REPUBLIKA.CO.ID, JAKARTA -- Polres Metro Jakarta Timur mengusut kasus puluhan pelamar kerja yang diduga menjadi korban penipuan dan penggelapan bermodus pencurian data pribadi untuk pinjaman daring (online/pinjol). Enam orang saksi yang merupakan korban telah dipanggil dan diperiksa.
"Kami telah periksa sebanyak enam orang saksi yakni para korban. Kami akan memeriksa para saksi lainnya dan memanggil terlapor berinisial R tadi untuk dimintai keterangan sebagai saksi," kata Kapolres Metro Jaktim Kombes Pol Nicolas Ary Lilipaly ketika dikonfirmasi di Jakarta, dikutip Selasa (9/7/2024).

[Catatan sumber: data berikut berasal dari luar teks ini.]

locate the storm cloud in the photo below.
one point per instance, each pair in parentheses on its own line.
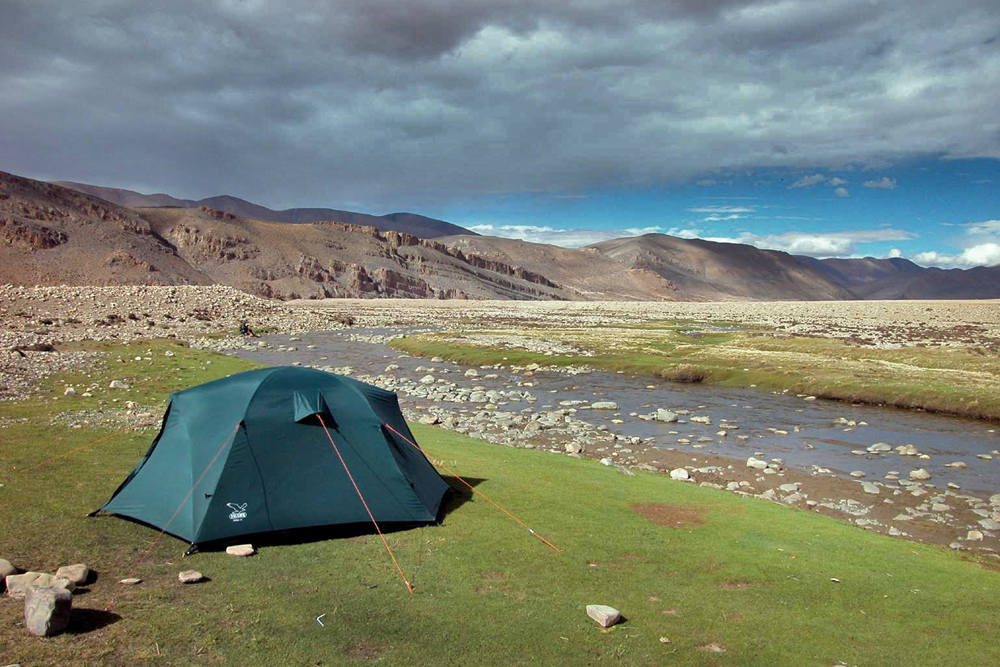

Berdasarkan laporan yang masuk pada 5 Juni 2024, jumlah pelamar kerja yang menjadi korban sebanyak 26 orang. Para korban, kata dia, diiming-imingi pekerjaan oleh terlapor dan para korban diminta untuk menyerahkan KTP dan foto diri kepada terlapor R.
"Si terlapor dalam hal ini saudara R melakukan modus operandi berupa dia berlagak seperti penyalur tenaga kerja di toko telepon seluler. Dia mencari mangsa dengan catatan bahwa mangsa atau korban ini dapat memberikan identitas aslinya, berupa KTP dan membuat swafoto diri," ujar Nicolas.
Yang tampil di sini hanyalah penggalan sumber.